Let's look more closely at Scotiabank to see how it did and what it sees ahead.
Scotiabank earnings stay atop the $2 billion mark
Scotiabank's fiscal first-quarter results started 2017 on the right foot for the Canadian bank. Total revenue rose 8% to C$6.87 billion, which was almost exactly what those following the stock had predicted for the bank's top line. Net income jumped 11% to C$2.01 billion, and that produced earnings of C$1.57 per share. That figure was also in line with the consensus forecast among investors.
Looking more closely at the numbers, Scotiabank continued its run of solid fundamental results. Net interest income climbed 4%, but non-interest income from fees and other sources was up a much more impressive 13% from year-ago levels. Provisions for credit losses inched higher by about 3%, but expenses grew at a modest rate that helped support Scotiabank's bottom line.
Scotiabank's global reach proved its value during the quarter. The global banking and markets division, which had lagged in recent quarters, produced a 28% jump in net income. Fixed income recovered lost ground, and strength in Europe and within Canada also helped offset weakness in investment banking and in the Asia region. The international banking division also performed well, with net income rising 14% due to loan and deposit growth along with wider net interest margins and higher fee income. The core Canadian banking business enjoyed a 12% rise in net income, also benefiting from higher net interest income and revenue from wealth management services.
Improvements in capital position also boosted Scotiabank.

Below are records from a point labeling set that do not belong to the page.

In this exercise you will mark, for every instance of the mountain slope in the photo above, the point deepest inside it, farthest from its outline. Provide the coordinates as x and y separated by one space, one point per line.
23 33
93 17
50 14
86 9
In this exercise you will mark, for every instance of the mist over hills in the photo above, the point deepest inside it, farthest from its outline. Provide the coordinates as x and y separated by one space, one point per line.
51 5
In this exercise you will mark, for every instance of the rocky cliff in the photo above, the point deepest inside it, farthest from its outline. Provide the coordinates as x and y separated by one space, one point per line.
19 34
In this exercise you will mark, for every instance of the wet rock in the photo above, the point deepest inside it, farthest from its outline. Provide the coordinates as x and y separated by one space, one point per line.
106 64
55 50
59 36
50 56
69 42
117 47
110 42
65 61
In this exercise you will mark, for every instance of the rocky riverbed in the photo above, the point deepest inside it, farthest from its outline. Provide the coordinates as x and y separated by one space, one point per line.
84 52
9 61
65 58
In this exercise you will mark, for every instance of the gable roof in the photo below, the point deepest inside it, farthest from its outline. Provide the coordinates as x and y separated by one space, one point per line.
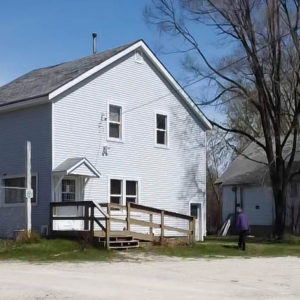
41 82
52 81
246 171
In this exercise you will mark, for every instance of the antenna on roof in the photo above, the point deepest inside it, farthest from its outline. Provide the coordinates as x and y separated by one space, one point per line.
94 42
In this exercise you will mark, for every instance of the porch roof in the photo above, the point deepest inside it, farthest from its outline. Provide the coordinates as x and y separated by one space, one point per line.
77 166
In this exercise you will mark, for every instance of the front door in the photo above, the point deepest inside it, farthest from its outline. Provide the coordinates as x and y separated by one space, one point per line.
196 212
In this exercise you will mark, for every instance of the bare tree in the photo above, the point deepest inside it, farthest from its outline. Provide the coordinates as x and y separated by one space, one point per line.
263 71
219 154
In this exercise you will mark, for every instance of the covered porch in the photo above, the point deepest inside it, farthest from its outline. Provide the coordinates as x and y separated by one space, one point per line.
70 179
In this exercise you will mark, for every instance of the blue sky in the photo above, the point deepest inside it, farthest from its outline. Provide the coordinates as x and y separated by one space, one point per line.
39 33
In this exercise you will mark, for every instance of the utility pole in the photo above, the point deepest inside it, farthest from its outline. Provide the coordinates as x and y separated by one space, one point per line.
28 191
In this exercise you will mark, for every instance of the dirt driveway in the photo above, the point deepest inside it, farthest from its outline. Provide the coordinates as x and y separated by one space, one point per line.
159 278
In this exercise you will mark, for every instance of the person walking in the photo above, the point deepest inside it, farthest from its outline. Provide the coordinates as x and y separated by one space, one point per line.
242 227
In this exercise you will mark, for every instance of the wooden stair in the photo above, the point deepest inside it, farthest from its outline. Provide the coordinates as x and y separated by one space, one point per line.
121 242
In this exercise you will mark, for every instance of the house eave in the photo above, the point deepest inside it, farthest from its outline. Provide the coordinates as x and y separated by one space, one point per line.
24 103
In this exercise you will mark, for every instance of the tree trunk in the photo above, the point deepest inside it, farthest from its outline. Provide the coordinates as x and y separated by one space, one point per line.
280 205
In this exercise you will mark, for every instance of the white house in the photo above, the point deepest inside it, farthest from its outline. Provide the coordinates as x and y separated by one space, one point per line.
111 127
246 184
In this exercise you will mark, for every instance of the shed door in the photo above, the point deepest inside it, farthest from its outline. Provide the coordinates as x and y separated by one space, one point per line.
258 205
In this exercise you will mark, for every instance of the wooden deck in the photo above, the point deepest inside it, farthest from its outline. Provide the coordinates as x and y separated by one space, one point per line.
98 219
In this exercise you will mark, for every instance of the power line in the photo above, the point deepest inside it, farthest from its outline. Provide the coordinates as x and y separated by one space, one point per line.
204 77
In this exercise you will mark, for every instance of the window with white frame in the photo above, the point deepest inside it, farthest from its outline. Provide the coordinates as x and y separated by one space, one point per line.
14 196
161 129
131 191
68 190
116 191
115 122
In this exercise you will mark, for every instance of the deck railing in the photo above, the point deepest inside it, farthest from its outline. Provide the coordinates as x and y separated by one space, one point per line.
153 219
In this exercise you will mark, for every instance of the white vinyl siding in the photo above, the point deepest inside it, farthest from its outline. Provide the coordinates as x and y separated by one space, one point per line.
115 122
167 178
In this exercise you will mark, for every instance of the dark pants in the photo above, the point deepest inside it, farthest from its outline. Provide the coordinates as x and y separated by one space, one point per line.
242 239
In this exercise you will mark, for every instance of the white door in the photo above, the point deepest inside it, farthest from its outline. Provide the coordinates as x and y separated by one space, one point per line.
196 212
70 192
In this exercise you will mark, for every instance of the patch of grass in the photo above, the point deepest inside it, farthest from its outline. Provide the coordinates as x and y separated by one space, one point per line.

The bank saw its common equity tier 1 ratio rise to 11.3% from 11% three months ago. Strong internal capital generation explained much of the advance.
CEO Brian Porter summed up the situation quite succinctly. "All our businesses delivered strong results," Porter said, "contributing to solid top line growth and a continued improvement in efficiency." The CEO also noted that the bank's strategic agenda has moved forward well, and an emphasis on customer relationships should help Scotiabank both close to home and internationally.
Can Scotiabank keep up the pace?
Scotiabank has identified key places where it expects to be able to move forward. In Canadian banking, improved product mix should help bolster profits. Solid growth in key Pacific Alliance countries should help the international banking business, while ongoing prowess in tapping into fixed-income and corporate lending globally will likely push Scotiabank's prospects forward around the world.
Investors in Scotiabank also got good news on the dividend front. The company raised its dividend by C$0.02 per share to a new quarterly payment of C$0.76 per share. That's a small boost, but Scotiabank made two increases in 2016, and it might be on track to follow that game plan this year as well.
Scotiabank investors didn't react very strong to the largely anticipated news, and the stock eked higher by just a fraction of a percentage point. Nevertheless, Scotiabank has participated in the general uptick in global financial stocks over the past several months. By demonstrating its ability to capitalize on worldwide trends favoring financial institutions, Scotiabank is setting the stage for further outperformance during the rest of 2017 and beyond.